I'm unable to go online with uber driver app. I'm using a Samsung note 20. I really need help. I just joined uber 5 days ago. Tech support was no help.


----------



## Cut (Dec 4, 2019)

H.E. said:


> I'm unable to go online with uber driver app. I'm using a Samsung note 20. I really need help. I just joined uber 5 days ago. Tech support was no help.


You've given rides already? What does the app show? Try uninstalling and reinstalling the app.. I'm not sure if any of the Uber Hubs are open, but you may have to visit one when they do.


----------



## Nythain (Jul 15, 2021)

Not sure if this ever got resolved since OP never followed up. If you recently joined and haven't been able to go online since getting activated here's some things to confirm from a month of hell trying to get my app online.

1. Make sure all documents have been submitted and approved. Open app, hamburger menu button, account, documents. Everything should be green with a check mark. If anything isn't green, it either still needs submitted or is pending approval. This is especially important with the Background Check, as I and others have experienced it doesn't automatically get submitted, you have to push on the document (if it's blue) to have it submitted. This one hung me up for a couple days.

2. Permissions. Uber Driver apparently wants permission to do just about anything on your phone. At least that was what hung me up the most. I naturally gave it data, phone, and something else but still couldn't get it to go online. After weeks of dealing with support, one of them was finally like "Check and make sure app has all permissions", and find the spot in the app where it wants to be allowed to operate over other apps. Not sure if it was giving the app boatloads of permissions or that last one, but that ultimately solved my inability to go online.

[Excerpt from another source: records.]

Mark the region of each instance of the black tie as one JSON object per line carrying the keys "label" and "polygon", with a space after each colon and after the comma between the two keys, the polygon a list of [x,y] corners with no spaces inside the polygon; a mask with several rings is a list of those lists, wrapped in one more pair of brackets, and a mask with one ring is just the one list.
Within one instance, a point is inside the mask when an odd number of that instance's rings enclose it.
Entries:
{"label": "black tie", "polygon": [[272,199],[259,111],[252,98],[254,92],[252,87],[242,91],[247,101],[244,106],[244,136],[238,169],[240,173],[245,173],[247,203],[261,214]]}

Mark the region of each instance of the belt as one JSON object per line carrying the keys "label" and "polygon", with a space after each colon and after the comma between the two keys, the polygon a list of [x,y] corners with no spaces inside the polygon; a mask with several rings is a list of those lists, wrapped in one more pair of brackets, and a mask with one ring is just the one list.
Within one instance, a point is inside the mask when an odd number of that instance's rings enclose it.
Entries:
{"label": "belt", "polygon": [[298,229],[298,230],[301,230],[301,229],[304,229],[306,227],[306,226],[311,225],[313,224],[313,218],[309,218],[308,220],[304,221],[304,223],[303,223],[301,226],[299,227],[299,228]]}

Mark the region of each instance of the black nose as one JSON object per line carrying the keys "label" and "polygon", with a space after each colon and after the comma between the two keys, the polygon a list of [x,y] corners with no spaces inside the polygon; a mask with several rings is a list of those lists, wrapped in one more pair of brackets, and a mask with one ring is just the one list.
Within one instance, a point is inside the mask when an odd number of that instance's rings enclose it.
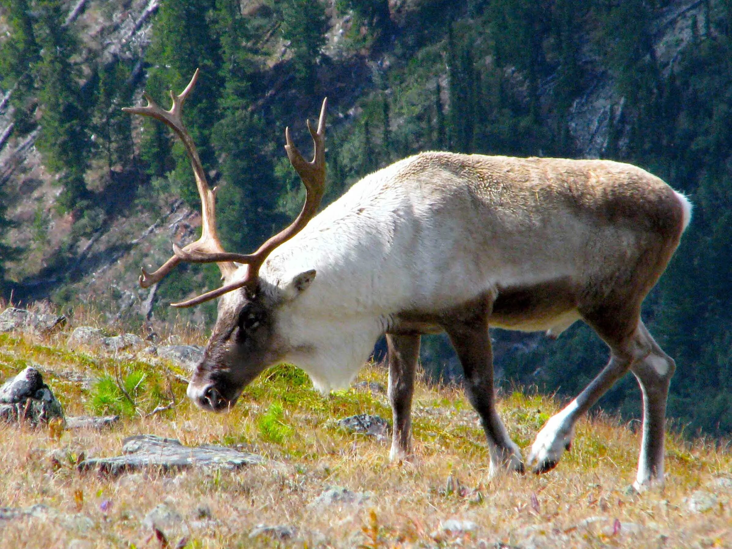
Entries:
{"label": "black nose", "polygon": [[228,408],[228,400],[221,396],[213,385],[209,385],[201,394],[198,403],[201,408],[208,408],[214,411],[219,411]]}

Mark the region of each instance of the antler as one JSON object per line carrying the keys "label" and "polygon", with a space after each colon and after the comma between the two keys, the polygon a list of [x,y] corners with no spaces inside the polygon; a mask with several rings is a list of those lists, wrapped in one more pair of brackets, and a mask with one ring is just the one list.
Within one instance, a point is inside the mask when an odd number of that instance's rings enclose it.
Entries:
{"label": "antler", "polygon": [[237,263],[248,265],[248,269],[247,274],[243,280],[231,283],[231,284],[225,284],[220,288],[202,294],[197,297],[187,299],[187,301],[180,303],[173,303],[172,304],[173,307],[192,307],[209,299],[213,299],[238,288],[244,286],[253,288],[257,283],[259,269],[267,258],[267,256],[278,246],[300,232],[307,225],[307,222],[315,216],[318,212],[321,201],[323,199],[323,195],[325,193],[325,113],[327,105],[328,98],[326,97],[323,100],[323,106],[321,108],[317,130],[313,129],[309,120],[307,121],[307,130],[313,138],[313,143],[315,148],[315,154],[312,161],[307,162],[302,157],[302,154],[300,154],[297,147],[292,142],[290,136],[290,128],[287,127],[285,129],[285,141],[286,143],[285,145],[285,150],[287,151],[287,156],[290,159],[290,163],[300,176],[300,179],[302,180],[306,190],[305,203],[303,204],[302,209],[300,210],[300,213],[295,218],[295,220],[288,227],[271,237],[253,254],[226,253],[223,250],[209,252],[202,249],[189,249],[188,246],[181,249],[177,246],[174,246],[175,257],[180,261],[190,263],[218,262],[220,264],[223,261],[236,261]]}
{"label": "antler", "polygon": [[[157,282],[160,282],[184,258],[186,254],[200,253],[223,253],[224,249],[221,246],[218,234],[216,232],[216,189],[211,189],[206,179],[206,172],[203,166],[201,163],[198,153],[195,149],[195,144],[191,138],[188,131],[183,125],[181,119],[181,113],[183,109],[183,104],[186,97],[195,85],[195,81],[198,78],[198,70],[196,69],[193,74],[193,78],[186,86],[185,89],[180,94],[176,95],[171,91],[171,99],[173,100],[173,106],[170,111],[165,111],[159,107],[155,102],[148,95],[144,94],[145,99],[147,100],[147,105],[144,107],[124,107],[122,111],[130,114],[139,114],[143,116],[150,116],[160,120],[170,127],[175,134],[183,142],[186,152],[190,158],[190,163],[193,168],[193,174],[195,176],[195,184],[198,189],[198,195],[201,196],[201,238],[195,242],[191,242],[185,246],[182,250],[175,244],[173,246],[174,255],[171,257],[163,266],[152,273],[149,273],[144,269],[142,269],[142,274],[140,275],[140,285],[147,288]],[[226,278],[229,274],[236,270],[234,264],[228,262],[228,260],[221,260],[218,262],[219,269],[223,278]]]}

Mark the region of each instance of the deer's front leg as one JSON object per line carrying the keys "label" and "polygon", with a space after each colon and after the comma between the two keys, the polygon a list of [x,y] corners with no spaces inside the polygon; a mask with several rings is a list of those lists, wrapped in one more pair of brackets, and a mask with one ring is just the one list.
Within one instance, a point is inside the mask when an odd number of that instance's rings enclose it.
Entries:
{"label": "deer's front leg", "polygon": [[411,400],[414,371],[419,356],[418,334],[386,334],[389,346],[389,400],[392,403],[394,430],[389,459],[406,460],[411,456]]}
{"label": "deer's front leg", "polygon": [[492,477],[501,466],[523,473],[521,450],[508,436],[496,411],[493,356],[486,317],[480,315],[469,321],[453,321],[446,324],[444,327],[463,365],[468,398],[480,416],[488,438],[490,475]]}

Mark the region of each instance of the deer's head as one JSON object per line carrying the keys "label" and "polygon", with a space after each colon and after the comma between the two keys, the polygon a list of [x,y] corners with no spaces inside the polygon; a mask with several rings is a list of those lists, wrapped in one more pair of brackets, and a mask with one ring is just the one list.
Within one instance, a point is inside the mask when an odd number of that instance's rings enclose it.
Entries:
{"label": "deer's head", "polygon": [[159,107],[145,95],[148,105],[126,108],[132,114],[151,116],[167,124],[181,139],[190,158],[201,196],[201,236],[195,242],[181,248],[173,244],[173,255],[152,273],[142,269],[140,285],[147,288],[161,280],[181,261],[216,263],[221,271],[220,288],[172,305],[193,307],[220,297],[218,317],[203,359],[196,366],[188,386],[188,396],[201,408],[214,411],[233,406],[244,387],[268,366],[280,362],[291,351],[287,342],[275,329],[280,307],[297,299],[310,285],[314,270],[296,274],[290,280],[272,285],[259,277],[259,270],[267,256],[289,240],[315,214],[325,190],[325,112],[324,100],[317,130],[307,122],[315,146],[315,155],[308,162],[293,144],[289,129],[285,130],[288,157],[305,186],[305,203],[299,214],[286,228],[271,237],[252,254],[224,251],[216,231],[216,187],[209,187],[195,145],[181,119],[183,104],[195,84],[196,70],[190,83],[179,95],[171,92],[173,106],[169,111]]}

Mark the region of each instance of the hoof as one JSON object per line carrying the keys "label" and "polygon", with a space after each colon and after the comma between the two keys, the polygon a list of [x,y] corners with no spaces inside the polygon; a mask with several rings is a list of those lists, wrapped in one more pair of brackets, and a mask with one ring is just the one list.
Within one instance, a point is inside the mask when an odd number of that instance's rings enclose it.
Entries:
{"label": "hoof", "polygon": [[547,461],[542,461],[539,465],[536,466],[532,470],[536,474],[542,474],[542,473],[546,473],[548,471],[551,471],[555,467],[558,462],[553,461],[553,460],[548,460]]}

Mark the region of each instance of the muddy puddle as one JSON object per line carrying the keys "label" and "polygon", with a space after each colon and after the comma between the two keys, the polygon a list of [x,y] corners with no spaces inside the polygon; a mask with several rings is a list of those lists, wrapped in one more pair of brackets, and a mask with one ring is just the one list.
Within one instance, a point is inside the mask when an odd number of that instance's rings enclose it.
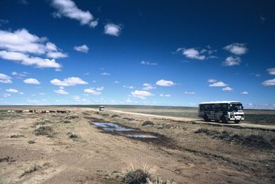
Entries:
{"label": "muddy puddle", "polygon": [[137,128],[127,127],[116,123],[90,122],[90,124],[105,133],[122,135],[129,138],[141,139],[159,138],[155,134],[146,133]]}

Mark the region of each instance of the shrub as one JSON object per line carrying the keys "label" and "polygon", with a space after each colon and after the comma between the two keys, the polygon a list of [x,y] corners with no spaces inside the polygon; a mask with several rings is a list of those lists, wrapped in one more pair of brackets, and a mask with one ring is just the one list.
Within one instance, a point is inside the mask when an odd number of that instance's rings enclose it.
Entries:
{"label": "shrub", "polygon": [[25,137],[23,135],[12,135],[10,136],[10,138],[18,138],[18,137]]}
{"label": "shrub", "polygon": [[151,121],[145,121],[142,123],[142,126],[146,126],[146,125],[153,125],[154,123],[153,123]]}
{"label": "shrub", "polygon": [[46,135],[48,137],[54,137],[54,130],[50,126],[39,126],[34,130],[35,135]]}
{"label": "shrub", "polygon": [[68,133],[69,138],[73,139],[74,141],[76,141],[78,138],[78,136],[76,134],[72,133]]}
{"label": "shrub", "polygon": [[28,141],[28,143],[34,143],[35,141],[34,140],[30,140]]}
{"label": "shrub", "polygon": [[150,169],[147,165],[135,168],[133,165],[129,165],[122,177],[122,182],[129,184],[146,183],[147,179],[150,179],[152,174],[155,173],[155,169]]}

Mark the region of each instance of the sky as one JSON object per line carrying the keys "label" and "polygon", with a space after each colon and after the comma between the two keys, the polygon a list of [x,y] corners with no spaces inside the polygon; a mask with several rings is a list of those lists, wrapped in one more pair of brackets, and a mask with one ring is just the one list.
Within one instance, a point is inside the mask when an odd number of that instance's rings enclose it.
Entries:
{"label": "sky", "polygon": [[0,105],[275,109],[274,1],[0,1]]}

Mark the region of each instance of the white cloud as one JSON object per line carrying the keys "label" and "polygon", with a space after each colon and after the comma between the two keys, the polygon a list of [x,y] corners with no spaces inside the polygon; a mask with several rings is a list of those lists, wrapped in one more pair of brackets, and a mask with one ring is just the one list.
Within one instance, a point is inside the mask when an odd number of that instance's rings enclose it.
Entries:
{"label": "white cloud", "polygon": [[68,57],[68,55],[60,51],[50,51],[47,53],[47,56],[50,58],[57,59],[67,58]]}
{"label": "white cloud", "polygon": [[174,83],[173,81],[171,80],[158,80],[155,84],[158,85],[158,86],[161,86],[161,87],[170,87],[173,85],[175,85],[176,84]]}
{"label": "white cloud", "polygon": [[140,64],[141,65],[157,65],[157,63],[156,63],[156,62],[151,62],[144,61],[144,60],[142,60],[140,62]]}
{"label": "white cloud", "polygon": [[111,75],[110,73],[108,72],[101,73],[101,76],[110,76],[110,75]]}
{"label": "white cloud", "polygon": [[243,91],[241,93],[241,95],[248,95],[248,91]]}
{"label": "white cloud", "polygon": [[1,83],[12,83],[12,78],[4,73],[0,73],[0,82]]}
{"label": "white cloud", "polygon": [[96,90],[94,90],[92,89],[84,89],[84,92],[87,93],[91,93],[95,95],[99,95],[101,94],[101,92],[100,91],[96,91]]}
{"label": "white cloud", "polygon": [[96,91],[103,91],[103,89],[104,89],[104,87],[98,87],[98,88],[96,89]]}
{"label": "white cloud", "polygon": [[151,89],[154,89],[156,87],[153,87],[151,84],[144,83],[144,84],[143,84],[143,89],[144,89],[144,90],[151,90]]}
{"label": "white cloud", "polygon": [[39,57],[30,57],[20,52],[0,51],[0,58],[5,60],[19,61],[23,65],[34,65],[38,68],[56,68],[61,65],[57,63],[54,59],[43,59]]}
{"label": "white cloud", "polygon": [[248,52],[248,49],[245,43],[234,43],[223,47],[226,51],[235,55],[243,55]]}
{"label": "white cloud", "polygon": [[218,80],[217,80],[217,79],[214,79],[214,78],[210,78],[210,79],[208,79],[208,82],[211,82],[211,83],[214,83],[214,82],[218,82]]}
{"label": "white cloud", "polygon": [[223,66],[231,67],[234,65],[239,65],[241,63],[241,58],[240,57],[228,57],[225,61],[223,62]]}
{"label": "white cloud", "polygon": [[132,86],[123,85],[123,87],[124,87],[124,88],[129,88],[129,89],[133,89],[133,87],[132,87]]}
{"label": "white cloud", "polygon": [[16,78],[22,78],[23,77],[27,76],[27,75],[28,75],[28,74],[29,74],[29,73],[25,72],[25,71],[23,71],[23,72],[12,71],[12,75],[15,76]]}
{"label": "white cloud", "polygon": [[146,91],[135,90],[135,91],[131,92],[131,93],[132,94],[133,97],[136,97],[140,99],[145,99],[146,97],[154,95],[153,94]]}
{"label": "white cloud", "polygon": [[52,58],[67,57],[54,43],[45,43],[47,40],[45,37],[39,38],[29,33],[25,29],[17,30],[14,32],[0,30],[0,48],[10,51],[10,54],[13,54],[14,57],[19,57],[20,59],[17,58],[17,60],[21,60],[22,58],[26,56],[33,58],[25,55],[27,53],[46,54]]}
{"label": "white cloud", "polygon": [[223,82],[217,82],[212,84],[209,84],[209,87],[223,87],[227,86],[228,86],[228,84],[224,83]]}
{"label": "white cloud", "polygon": [[232,91],[233,91],[233,89],[230,88],[230,87],[226,87],[223,88],[221,90]]}
{"label": "white cloud", "polygon": [[270,68],[267,69],[267,71],[270,75],[275,75],[275,68]]}
{"label": "white cloud", "polygon": [[11,89],[11,88],[6,89],[6,91],[10,92],[10,93],[19,93],[19,91],[17,89]]}
{"label": "white cloud", "polygon": [[63,80],[60,80],[58,79],[55,78],[51,80],[51,83],[54,85],[62,86],[62,87],[71,87],[71,86],[75,86],[76,84],[88,84],[87,82],[82,80],[81,78],[76,77],[65,78]]}
{"label": "white cloud", "polygon": [[54,90],[54,92],[56,93],[57,93],[57,94],[59,94],[59,95],[67,95],[67,94],[69,94],[68,92],[67,92],[66,91],[65,91],[63,89],[59,89],[58,90]]}
{"label": "white cloud", "polygon": [[88,53],[89,47],[86,45],[82,45],[81,46],[74,46],[74,49],[78,51]]}
{"label": "white cloud", "polygon": [[274,87],[274,86],[275,86],[275,78],[265,80],[262,82],[262,84],[264,87]]}
{"label": "white cloud", "polygon": [[171,95],[170,95],[170,94],[166,94],[166,95],[160,94],[160,96],[161,96],[161,97],[170,97]]}
{"label": "white cloud", "polygon": [[24,80],[23,82],[29,84],[40,84],[40,82],[35,78],[27,78]]}
{"label": "white cloud", "polygon": [[81,25],[87,25],[91,27],[95,27],[98,23],[90,12],[80,10],[73,1],[53,0],[52,5],[58,10],[54,13],[55,17],[67,16],[80,21]]}
{"label": "white cloud", "polygon": [[118,36],[121,32],[120,26],[113,23],[107,23],[104,29],[104,34],[116,36]]}
{"label": "white cloud", "polygon": [[195,94],[196,94],[196,93],[195,92],[190,92],[190,91],[184,91],[184,94],[186,94],[186,95],[195,95]]}

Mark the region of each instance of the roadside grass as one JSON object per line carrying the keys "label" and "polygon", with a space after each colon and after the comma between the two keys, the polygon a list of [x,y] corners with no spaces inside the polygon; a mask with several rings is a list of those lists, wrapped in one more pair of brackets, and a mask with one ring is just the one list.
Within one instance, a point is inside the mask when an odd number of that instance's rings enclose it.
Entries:
{"label": "roadside grass", "polygon": [[40,126],[34,130],[35,135],[45,135],[47,137],[54,137],[54,130],[50,126]]}
{"label": "roadside grass", "polygon": [[16,134],[16,135],[12,135],[11,136],[10,136],[10,138],[18,138],[18,137],[25,137],[25,136],[24,135],[18,135],[18,134]]}
{"label": "roadside grass", "polygon": [[153,125],[153,124],[154,124],[154,123],[153,122],[147,120],[147,121],[144,122],[142,123],[142,126]]}
{"label": "roadside grass", "polygon": [[67,135],[69,135],[69,138],[74,141],[77,141],[78,139],[79,138],[79,137],[76,134],[74,134],[71,132],[69,132]]}
{"label": "roadside grass", "polygon": [[236,143],[245,145],[256,148],[261,149],[272,149],[273,138],[270,141],[259,135],[250,134],[235,134],[233,133],[229,133],[228,131],[218,131],[215,130],[209,130],[208,128],[199,128],[195,133],[197,134],[206,134],[207,135],[211,136],[213,139],[218,139],[221,140],[224,140],[227,142],[235,142]]}
{"label": "roadside grass", "polygon": [[34,143],[35,141],[34,140],[30,140],[28,141],[28,143]]}
{"label": "roadside grass", "polygon": [[50,163],[47,161],[43,162],[41,164],[34,164],[30,167],[28,169],[25,170],[19,176],[19,178],[21,178],[23,176],[29,175],[36,171],[38,171],[38,170],[41,169],[43,167],[45,166],[50,166]]}
{"label": "roadside grass", "polygon": [[131,164],[123,172],[121,181],[128,184],[146,183],[147,179],[151,179],[155,172],[155,169],[150,168],[148,165],[143,164],[134,167]]}

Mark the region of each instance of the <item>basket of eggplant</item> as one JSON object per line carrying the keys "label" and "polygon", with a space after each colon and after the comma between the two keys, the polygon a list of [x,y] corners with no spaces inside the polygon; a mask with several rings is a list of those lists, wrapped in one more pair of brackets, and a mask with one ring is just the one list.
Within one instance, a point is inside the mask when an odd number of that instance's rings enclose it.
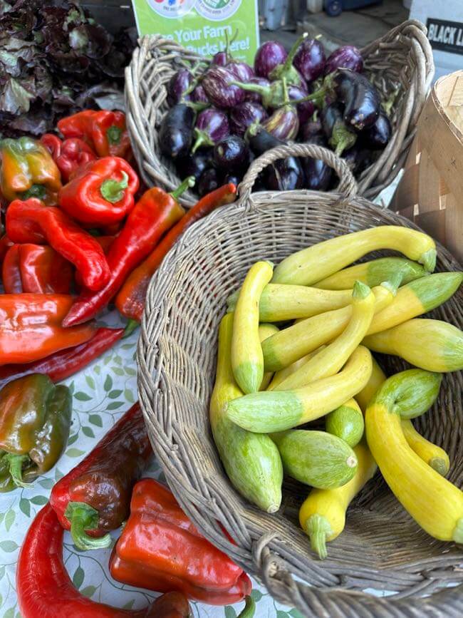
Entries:
{"label": "basket of eggplant", "polygon": [[[422,24],[408,21],[362,49],[328,55],[300,37],[288,51],[263,43],[254,66],[233,44],[206,59],[158,35],[144,37],[125,73],[128,125],[149,185],[195,185],[180,201],[224,182],[239,183],[250,163],[293,142],[331,148],[349,165],[359,192],[374,198],[402,168],[434,75]],[[329,191],[321,160],[291,157],[270,165],[260,190]]]}

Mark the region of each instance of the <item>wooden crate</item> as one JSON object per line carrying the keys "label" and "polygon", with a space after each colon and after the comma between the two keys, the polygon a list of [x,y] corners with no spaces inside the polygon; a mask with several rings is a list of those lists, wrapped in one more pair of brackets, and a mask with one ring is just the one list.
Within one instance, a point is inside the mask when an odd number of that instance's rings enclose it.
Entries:
{"label": "wooden crate", "polygon": [[463,262],[463,71],[435,84],[390,207]]}

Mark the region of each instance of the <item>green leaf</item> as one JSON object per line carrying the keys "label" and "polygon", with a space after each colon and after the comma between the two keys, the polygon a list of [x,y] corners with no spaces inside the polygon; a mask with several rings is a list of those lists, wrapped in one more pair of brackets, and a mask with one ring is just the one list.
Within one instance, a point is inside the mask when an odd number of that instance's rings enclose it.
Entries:
{"label": "green leaf", "polygon": [[78,567],[74,571],[74,575],[73,575],[73,584],[76,588],[80,588],[83,584],[84,575],[85,574],[82,567]]}
{"label": "green leaf", "polygon": [[24,513],[26,517],[31,517],[31,505],[29,504],[28,500],[26,500],[25,498],[21,498],[19,500],[19,508]]}
{"label": "green leaf", "polygon": [[4,552],[11,554],[11,552],[16,552],[19,545],[14,541],[1,541],[0,549]]}
{"label": "green leaf", "polygon": [[65,454],[67,455],[68,457],[80,457],[81,455],[83,455],[84,453],[85,450],[80,450],[79,448],[68,448]]}
{"label": "green leaf", "polygon": [[90,388],[95,390],[95,380],[91,376],[85,376],[85,382],[88,384]]}
{"label": "green leaf", "polygon": [[97,427],[103,427],[103,421],[99,414],[90,414],[88,416],[88,421],[92,423],[92,425],[95,425]]}
{"label": "green leaf", "polygon": [[13,509],[10,509],[7,511],[6,515],[5,515],[5,527],[6,528],[6,532],[9,532],[10,528],[14,523],[14,520],[16,517],[16,514],[13,510]]}
{"label": "green leaf", "polygon": [[122,392],[123,391],[119,389],[115,389],[114,391],[111,391],[111,392],[108,393],[108,396],[110,399],[117,399],[118,397],[120,396]]}
{"label": "green leaf", "polygon": [[74,397],[76,397],[76,398],[78,399],[79,401],[90,401],[92,398],[86,393],[83,393],[82,391],[79,391],[78,393],[76,393],[74,394]]}
{"label": "green leaf", "polygon": [[113,378],[110,375],[106,376],[106,379],[105,380],[105,383],[103,384],[103,388],[105,391],[108,393],[111,388],[113,388]]}

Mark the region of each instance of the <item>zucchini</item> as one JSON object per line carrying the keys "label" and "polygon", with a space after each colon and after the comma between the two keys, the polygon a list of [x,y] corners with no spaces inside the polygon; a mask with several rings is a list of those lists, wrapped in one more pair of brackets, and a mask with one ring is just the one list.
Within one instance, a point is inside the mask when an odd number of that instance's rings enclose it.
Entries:
{"label": "zucchini", "polygon": [[401,356],[415,367],[429,371],[458,371],[463,369],[463,332],[442,320],[408,320],[387,331],[368,335],[363,344],[375,352]]}
{"label": "zucchini", "polygon": [[432,272],[436,244],[430,236],[398,225],[380,225],[318,242],[283,260],[275,269],[272,283],[312,285],[333,274],[370,251],[391,249],[422,264]]}
{"label": "zucchini", "polygon": [[244,393],[257,392],[264,378],[264,357],[259,337],[259,300],[272,272],[270,262],[258,262],[251,266],[236,302],[232,366],[235,380]]}
{"label": "zucchini", "polygon": [[258,433],[283,431],[314,421],[358,393],[371,374],[371,354],[359,346],[341,371],[293,391],[263,391],[229,401],[227,418]]}
{"label": "zucchini", "polygon": [[350,319],[343,332],[276,387],[279,391],[298,388],[333,376],[344,365],[363,339],[375,311],[375,295],[368,285],[354,284]]}
{"label": "zucchini", "polygon": [[326,431],[337,436],[349,446],[355,446],[362,439],[365,430],[363,414],[355,399],[349,399],[326,417]]}
{"label": "zucchini", "polygon": [[389,281],[397,274],[400,277],[400,285],[429,274],[420,264],[410,259],[404,257],[380,257],[344,268],[314,284],[313,287],[322,289],[348,289],[356,281],[361,281],[370,287],[373,287],[383,281]]}
{"label": "zucchini", "polygon": [[217,370],[209,405],[211,428],[220,459],[235,489],[262,510],[275,513],[281,503],[283,482],[278,448],[269,436],[245,431],[224,414],[224,405],[242,395],[230,362],[233,319],[233,314],[225,315],[219,329]]}
{"label": "zucchini", "polygon": [[306,485],[333,489],[345,485],[357,470],[348,444],[326,431],[293,429],[272,433],[286,474]]}
{"label": "zucchini", "polygon": [[[412,450],[397,412],[396,403],[406,409],[407,396],[427,373],[386,380],[367,408],[367,440],[385,480],[417,523],[434,538],[463,543],[463,493]],[[432,403],[423,401],[423,409]]]}
{"label": "zucchini", "polygon": [[301,526],[310,538],[312,549],[322,560],[327,555],[326,542],[334,540],[344,530],[349,504],[378,468],[363,442],[353,450],[358,462],[353,478],[335,489],[313,489],[299,509]]}

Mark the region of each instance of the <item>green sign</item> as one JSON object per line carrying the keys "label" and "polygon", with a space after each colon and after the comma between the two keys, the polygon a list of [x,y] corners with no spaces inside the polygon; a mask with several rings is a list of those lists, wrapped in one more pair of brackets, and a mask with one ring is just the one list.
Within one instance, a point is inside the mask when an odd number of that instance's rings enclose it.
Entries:
{"label": "green sign", "polygon": [[257,0],[132,0],[138,33],[162,34],[202,56],[225,49],[254,63],[259,47]]}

3. In app support is completely useless. Don't buy their canned responses, and never ever believe they have escalated your issue and a specialist team is looking into it. If you have a hub near you, go get in person support. If not, try calling but if that doesn't work... take to social media. A well placed @ and # can get your problem solved in 30 minutes or less lol.


----------



## UL Lurker (Sep 18, 2021)

Nythain said:


> Not sure if this ever got resolved since OP never followed up. If you recently joined and haven't been able to go online since getting activated here's some things to confirm from a month of hell trying to get my app online.
> 
> 1. Make sure all documents have been submitted and approved. Open app, hamburger menu button, account, documents. Everything should be green with a check mark. If anything isn't green, it either still needs submitted or is pending approval. This is especially important with the Background Check, as I and others have experienced it doesn't automatically get submitted, you have to push on the document (if it's blue) to have it submitted. This one hung me up for a couple days.
> 
> ...



BTW, not everything on that list in the app is REQUIRED. For example, LAX requires drivers to do training to drive there. I refuse to drive to LAX, so I don't do that training. Neither Uber nor Lyft sends me fares to or from LAX. However, Uber constantly sends "reserved" rides to or from LAX to me . . . I just never take them.


----------